『ミルク クローゼット』の最新刊・次巻発売日・全巻情報まとめ
次巻発売情報
このシリーズは完結済みです
この作品について
西暦2005年、子供たちが突如として消える現象が社会問題化していた。やまぐち葉菜と立花たろうもその一人。異世界に迷い込んだ二人は、そこで重傷を負い、しっぽ状の生物と合体することで命をつなぐ。人ならざる者となって現実世界に戻った彼らを待っていたのは、謎の女性・リーズル吉田と、彼女が告げる「合格」の言葉だった。一体何に合格したのか……。
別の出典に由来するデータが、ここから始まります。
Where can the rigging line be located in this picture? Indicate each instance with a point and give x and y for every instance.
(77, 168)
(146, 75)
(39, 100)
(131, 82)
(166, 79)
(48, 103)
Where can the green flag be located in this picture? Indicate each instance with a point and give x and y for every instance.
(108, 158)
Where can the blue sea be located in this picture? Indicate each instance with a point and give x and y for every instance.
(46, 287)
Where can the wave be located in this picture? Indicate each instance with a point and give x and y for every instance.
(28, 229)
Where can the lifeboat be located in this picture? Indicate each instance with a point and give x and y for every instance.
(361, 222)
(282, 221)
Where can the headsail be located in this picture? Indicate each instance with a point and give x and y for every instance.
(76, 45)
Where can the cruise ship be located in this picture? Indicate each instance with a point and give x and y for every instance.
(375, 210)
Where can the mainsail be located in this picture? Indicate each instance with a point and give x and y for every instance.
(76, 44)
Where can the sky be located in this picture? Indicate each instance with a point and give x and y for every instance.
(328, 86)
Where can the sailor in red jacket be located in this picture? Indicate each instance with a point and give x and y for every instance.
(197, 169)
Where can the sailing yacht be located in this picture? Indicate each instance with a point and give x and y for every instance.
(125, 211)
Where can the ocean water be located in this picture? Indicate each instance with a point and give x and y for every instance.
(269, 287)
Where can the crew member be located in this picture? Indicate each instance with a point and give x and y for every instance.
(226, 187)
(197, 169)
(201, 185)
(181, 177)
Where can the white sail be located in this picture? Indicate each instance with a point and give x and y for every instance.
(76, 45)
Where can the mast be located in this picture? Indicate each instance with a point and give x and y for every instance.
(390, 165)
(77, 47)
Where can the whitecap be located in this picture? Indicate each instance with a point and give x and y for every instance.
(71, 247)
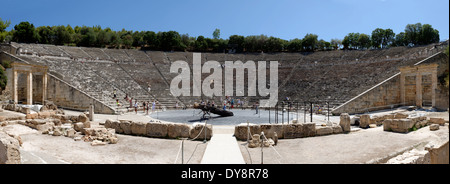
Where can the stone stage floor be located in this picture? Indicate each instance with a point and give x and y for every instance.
(240, 116)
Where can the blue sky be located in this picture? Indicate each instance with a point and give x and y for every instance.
(286, 19)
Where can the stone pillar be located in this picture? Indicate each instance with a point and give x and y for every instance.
(402, 88)
(44, 88)
(419, 89)
(15, 92)
(91, 112)
(29, 88)
(433, 87)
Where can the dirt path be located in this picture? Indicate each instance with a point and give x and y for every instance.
(353, 148)
(39, 148)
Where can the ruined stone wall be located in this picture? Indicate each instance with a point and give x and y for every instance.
(9, 149)
(66, 96)
(387, 93)
(381, 96)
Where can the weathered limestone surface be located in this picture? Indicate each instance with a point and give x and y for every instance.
(345, 122)
(178, 130)
(158, 130)
(398, 125)
(364, 121)
(324, 130)
(138, 128)
(198, 130)
(9, 149)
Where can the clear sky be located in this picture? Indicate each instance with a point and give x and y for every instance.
(286, 19)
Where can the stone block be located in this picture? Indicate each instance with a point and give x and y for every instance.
(270, 129)
(87, 124)
(32, 116)
(241, 132)
(434, 127)
(9, 149)
(398, 125)
(116, 126)
(293, 131)
(45, 115)
(45, 128)
(324, 130)
(70, 133)
(337, 129)
(198, 131)
(138, 128)
(439, 121)
(365, 121)
(309, 129)
(345, 122)
(158, 130)
(400, 115)
(108, 123)
(126, 127)
(178, 130)
(78, 126)
(82, 118)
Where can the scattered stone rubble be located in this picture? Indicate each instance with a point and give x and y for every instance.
(261, 141)
(54, 122)
(161, 129)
富沢ひとしが講談社『Margaret』で連載した本作は、一見すると少女漫画の王道である学園ものの体裁を取りながら、異世界との接触によって人間の境界が揺らぐという設定を導入している点が特徴です。2000年代初頭という時期は、少女漫画においてもファンタジー要素の導入が積極的に試みられた時代でした。しかし本作の異世界は冒険の舞台というより、主人公たちの身体性そのものを変容させる装置として機能する。葉菜が異世界を嫌悪し、たろうがそれを気に入るという対比も、単なる性格の違いではなく、変容を受け入れるか拒むかという問いかけになっているのです。
既刊4巻という短い巻数ながら、少女漫画の枠組みで「人間とは何か」を問う射程を持った作品です。
まだ読んでいないあなたへ
2005年、子供たちが次々と消える現象が起きていたんです。
主人公の葉菜は、自分が迷い込む「異世界」を心から憎んでいました。そこは美しい冒険の舞台なんかじゃない。おぞましい場所。なのに周りの大人は彼女を「病気」扱いする。もう一人の主人公・たろうは真逆で、異世界での冒険を楽しんでいる。この対照的な二人が、ある日その世界で重傷を負うんです。
生き延びるために、二人は「しっぽ状の生物」と合体して共生する道を選びます。人間ではなくなって。
帰還した二人を待っていたのは、謎のお姉さん・リーズル吉田。彼女は告げるんです。「合格」したと。何に合格したのか。消える子供たちの現象は何なのか。異世界とは。そして人ならざる者になった二人の日常は、これからどうなるのか。
Margaretに連載されていた作品ですが、少女漫画の王道から一歩も二歩も踏み出した設定なんですよ。異世界を「おぞましい」と拒絶する少女の視点、生き延びるために人間を捨てる選択、そして謎めいた「合格」という言葉。既刊4巻という短さの中に、何が詰まっているのか。
富沢ひとしが2000年に描いたこの物語、今こそ開いてみてください。
巻一覧(発売順)全1巻
よくある質問
『ミルク クローゼット』は全何巻?
全1巻で完結済みです。
『ミルク クローゼット』の最新刊は?
最新刊は第1巻(3月27日(金)発売)です。
『ミルク クローゼット』の作者は誰?
富沢ひとし先生の作品です。
『ミルク クローゼット』の出版社は?
講談社から出版されています。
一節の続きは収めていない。